O que é que faz a vida ser digna de ser vivida?
Nenhuma criança faz esta pergunta. Para as crianças a vida é uma evidência. A vida fala por si própria: se é boa ou má, não tem nenhuma importância. É assim porque elas não veem o mundo, não avaliam o mundo, não refletem sobre o mundo, mas estão tão profundamente no mundo, que não fazem a separação entre ele e elas próprias. É só quando isso acontece, quando surge uma distância entre aquilo que elas são e o que o mundo é, que a questão se põe: o que é que faz a vida ser digna de ser vivida?
É a sensação de pressionar o puxador para baixo e abrir a porta, sentir se abre para dentro ou para fora nas dobradiças, sempre leve e fácil, e entrar noutro quarto?
Sim, a porta abre como uma asa, e apenas isso já faz a vida ser digna de ser vivida.
Se uma pessoa já viveu muitos anos, a porta é uma evidência. A casa é uma evidência, o jardim é uma evidência, o céu e o mar são evidências, a própria lua, que se suspende sobre os telhados e os ilumina de noite, é uma evidência.
O mundo fala por si próprio, mas não o escutamos, e como já não estamos profundamente nele e o sentimos como uma parte de nós mesmos, é como se ele desaparecesse. Abrimos a porta, mas nada significa, não é nada, é apenas uma coisa que fazemos para passar de um quarto para outro.

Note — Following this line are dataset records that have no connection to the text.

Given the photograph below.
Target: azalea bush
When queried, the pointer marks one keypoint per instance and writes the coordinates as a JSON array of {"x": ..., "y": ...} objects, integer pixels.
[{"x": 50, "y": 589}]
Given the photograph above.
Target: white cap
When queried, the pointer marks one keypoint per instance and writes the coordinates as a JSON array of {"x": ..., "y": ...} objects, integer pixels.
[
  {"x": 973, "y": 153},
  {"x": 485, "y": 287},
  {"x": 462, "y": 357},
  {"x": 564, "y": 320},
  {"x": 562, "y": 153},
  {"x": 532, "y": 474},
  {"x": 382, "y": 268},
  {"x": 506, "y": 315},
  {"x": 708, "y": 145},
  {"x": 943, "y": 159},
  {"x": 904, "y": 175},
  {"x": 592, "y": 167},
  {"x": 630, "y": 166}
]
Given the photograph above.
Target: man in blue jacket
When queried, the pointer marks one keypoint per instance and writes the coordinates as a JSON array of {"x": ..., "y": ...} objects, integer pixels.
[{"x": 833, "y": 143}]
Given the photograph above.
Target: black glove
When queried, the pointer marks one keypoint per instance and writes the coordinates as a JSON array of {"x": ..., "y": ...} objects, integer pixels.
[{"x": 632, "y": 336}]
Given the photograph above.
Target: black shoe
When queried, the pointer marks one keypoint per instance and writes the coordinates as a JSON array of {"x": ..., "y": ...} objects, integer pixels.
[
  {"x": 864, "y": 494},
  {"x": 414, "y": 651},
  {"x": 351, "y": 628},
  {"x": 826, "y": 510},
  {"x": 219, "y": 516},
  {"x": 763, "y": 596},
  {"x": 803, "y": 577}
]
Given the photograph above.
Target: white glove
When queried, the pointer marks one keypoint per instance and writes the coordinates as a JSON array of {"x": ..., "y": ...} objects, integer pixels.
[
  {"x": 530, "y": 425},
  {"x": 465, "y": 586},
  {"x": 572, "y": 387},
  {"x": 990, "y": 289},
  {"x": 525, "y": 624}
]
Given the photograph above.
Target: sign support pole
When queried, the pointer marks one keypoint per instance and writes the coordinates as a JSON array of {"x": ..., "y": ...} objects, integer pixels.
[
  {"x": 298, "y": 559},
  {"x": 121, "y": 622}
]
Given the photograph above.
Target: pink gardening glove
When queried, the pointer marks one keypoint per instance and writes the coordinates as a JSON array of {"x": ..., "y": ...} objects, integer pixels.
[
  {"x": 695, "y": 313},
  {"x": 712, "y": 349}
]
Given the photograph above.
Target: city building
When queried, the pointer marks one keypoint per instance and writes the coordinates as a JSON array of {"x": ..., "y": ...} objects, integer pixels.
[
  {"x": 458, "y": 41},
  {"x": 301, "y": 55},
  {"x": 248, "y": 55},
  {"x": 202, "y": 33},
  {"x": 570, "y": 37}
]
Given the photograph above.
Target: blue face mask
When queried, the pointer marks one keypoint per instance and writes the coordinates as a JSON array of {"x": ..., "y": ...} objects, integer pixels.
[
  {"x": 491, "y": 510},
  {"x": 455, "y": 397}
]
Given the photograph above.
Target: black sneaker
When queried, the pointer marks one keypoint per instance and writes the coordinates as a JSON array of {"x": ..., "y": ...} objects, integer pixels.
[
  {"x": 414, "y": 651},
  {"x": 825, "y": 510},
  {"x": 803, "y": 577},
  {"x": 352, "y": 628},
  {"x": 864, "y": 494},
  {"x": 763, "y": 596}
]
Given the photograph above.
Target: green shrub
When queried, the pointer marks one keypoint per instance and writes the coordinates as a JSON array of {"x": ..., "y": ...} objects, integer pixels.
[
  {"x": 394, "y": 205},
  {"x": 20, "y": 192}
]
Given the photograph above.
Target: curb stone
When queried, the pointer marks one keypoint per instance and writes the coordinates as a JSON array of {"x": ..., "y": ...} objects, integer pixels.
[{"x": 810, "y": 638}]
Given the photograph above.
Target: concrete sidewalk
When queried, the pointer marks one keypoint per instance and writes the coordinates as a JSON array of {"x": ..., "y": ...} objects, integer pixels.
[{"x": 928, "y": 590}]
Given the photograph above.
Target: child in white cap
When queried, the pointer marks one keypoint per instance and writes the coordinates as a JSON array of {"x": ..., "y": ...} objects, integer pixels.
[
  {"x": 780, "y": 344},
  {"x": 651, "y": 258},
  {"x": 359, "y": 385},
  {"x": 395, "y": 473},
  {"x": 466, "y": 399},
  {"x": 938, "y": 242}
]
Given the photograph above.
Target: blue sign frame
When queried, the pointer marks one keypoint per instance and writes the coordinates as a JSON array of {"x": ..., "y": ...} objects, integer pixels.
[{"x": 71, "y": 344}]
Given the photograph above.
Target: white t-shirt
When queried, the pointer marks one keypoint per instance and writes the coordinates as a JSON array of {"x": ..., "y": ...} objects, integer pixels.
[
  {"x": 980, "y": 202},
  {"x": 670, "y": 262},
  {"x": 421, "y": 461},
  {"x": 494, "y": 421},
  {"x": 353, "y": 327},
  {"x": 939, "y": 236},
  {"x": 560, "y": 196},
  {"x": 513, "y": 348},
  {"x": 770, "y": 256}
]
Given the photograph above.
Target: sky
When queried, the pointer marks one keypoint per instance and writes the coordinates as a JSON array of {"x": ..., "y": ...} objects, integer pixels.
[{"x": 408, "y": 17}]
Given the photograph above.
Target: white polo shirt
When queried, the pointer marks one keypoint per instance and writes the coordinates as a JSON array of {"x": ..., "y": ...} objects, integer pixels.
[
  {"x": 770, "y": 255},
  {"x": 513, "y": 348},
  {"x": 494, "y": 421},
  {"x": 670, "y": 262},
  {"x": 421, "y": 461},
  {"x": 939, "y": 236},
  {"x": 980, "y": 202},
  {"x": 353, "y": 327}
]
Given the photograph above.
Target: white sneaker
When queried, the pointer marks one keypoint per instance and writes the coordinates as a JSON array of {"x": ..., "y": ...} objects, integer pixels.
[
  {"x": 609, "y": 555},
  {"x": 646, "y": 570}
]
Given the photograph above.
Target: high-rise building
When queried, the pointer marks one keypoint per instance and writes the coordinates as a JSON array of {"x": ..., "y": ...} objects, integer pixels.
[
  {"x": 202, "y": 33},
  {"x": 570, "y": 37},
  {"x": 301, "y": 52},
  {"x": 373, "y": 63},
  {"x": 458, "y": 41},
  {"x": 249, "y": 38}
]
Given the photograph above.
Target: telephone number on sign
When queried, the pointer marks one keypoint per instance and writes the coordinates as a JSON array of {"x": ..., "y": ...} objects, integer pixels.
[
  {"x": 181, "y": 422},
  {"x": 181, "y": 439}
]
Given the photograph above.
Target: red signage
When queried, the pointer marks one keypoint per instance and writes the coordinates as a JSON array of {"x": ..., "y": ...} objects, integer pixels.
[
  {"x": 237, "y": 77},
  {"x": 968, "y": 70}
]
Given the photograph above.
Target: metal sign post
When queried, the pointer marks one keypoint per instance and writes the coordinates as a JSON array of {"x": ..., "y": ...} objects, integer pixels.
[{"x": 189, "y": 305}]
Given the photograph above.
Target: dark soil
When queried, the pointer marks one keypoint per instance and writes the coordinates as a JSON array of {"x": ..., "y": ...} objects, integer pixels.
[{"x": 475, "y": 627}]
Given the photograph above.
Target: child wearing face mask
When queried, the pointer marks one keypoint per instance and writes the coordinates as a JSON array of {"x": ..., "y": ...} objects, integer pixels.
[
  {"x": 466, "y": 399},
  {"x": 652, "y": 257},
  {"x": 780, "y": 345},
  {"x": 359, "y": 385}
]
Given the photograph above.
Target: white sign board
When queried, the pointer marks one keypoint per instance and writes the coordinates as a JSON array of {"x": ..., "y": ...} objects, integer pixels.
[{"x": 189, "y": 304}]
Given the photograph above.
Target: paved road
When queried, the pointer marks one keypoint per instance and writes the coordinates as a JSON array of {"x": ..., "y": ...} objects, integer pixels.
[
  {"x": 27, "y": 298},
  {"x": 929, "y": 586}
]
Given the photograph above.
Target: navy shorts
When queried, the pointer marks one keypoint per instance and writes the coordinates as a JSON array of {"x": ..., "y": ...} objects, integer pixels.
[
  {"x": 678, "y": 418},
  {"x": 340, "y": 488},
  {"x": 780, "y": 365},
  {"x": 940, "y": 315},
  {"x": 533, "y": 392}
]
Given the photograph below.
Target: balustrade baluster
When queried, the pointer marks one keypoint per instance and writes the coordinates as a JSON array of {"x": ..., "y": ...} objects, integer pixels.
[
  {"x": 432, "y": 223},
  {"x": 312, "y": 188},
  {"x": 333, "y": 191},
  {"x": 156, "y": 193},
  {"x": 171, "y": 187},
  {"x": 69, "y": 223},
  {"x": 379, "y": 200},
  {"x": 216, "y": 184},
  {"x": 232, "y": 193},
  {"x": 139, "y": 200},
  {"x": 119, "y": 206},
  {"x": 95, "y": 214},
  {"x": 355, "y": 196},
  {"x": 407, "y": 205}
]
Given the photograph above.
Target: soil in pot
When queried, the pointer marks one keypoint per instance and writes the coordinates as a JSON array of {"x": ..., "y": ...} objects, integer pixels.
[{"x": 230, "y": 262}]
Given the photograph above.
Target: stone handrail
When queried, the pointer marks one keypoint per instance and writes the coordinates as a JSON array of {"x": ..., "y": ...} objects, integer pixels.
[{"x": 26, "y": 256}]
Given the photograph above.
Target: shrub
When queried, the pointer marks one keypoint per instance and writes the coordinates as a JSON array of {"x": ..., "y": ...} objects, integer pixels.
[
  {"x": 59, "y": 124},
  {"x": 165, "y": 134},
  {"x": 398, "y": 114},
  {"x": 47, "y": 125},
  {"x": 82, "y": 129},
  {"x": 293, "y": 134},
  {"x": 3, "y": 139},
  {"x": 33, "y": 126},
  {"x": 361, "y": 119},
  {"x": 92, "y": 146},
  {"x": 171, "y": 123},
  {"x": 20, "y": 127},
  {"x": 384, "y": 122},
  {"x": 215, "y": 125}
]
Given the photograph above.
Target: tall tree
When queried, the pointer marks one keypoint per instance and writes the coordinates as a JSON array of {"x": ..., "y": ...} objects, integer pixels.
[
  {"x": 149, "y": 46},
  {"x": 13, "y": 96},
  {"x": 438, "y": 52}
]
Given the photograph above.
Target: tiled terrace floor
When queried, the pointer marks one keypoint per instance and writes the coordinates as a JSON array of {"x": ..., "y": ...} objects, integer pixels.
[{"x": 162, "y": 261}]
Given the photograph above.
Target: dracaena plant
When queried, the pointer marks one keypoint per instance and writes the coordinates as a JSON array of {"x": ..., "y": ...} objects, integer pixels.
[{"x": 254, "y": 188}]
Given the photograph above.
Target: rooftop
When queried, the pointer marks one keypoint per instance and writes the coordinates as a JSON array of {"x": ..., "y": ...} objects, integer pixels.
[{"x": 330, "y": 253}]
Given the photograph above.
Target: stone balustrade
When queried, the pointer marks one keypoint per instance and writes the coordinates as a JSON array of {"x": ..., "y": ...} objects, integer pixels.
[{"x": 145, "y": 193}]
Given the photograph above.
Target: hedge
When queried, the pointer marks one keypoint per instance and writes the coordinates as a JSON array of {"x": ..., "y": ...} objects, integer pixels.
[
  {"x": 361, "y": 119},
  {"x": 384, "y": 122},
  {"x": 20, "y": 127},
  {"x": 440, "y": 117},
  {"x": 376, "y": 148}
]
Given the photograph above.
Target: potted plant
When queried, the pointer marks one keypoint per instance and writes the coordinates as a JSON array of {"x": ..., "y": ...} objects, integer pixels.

Quero mostrar-te o nosso mundo, tal como ele é agora: a porta, o chão, a torneira e a pia, a cadeira de jardim junto à parede, debaixo da janela da cozinha, o sol, a água, as árvores. Tu irás vê-lo da tua própria maneira, virás a ter as tuas próprias experiências, e a viver a tua própria vida, portanto é evidente que acima de tudo é por minha causa que o faço: mostrar-te o mundo, faz a minha vida digna de ser vivida.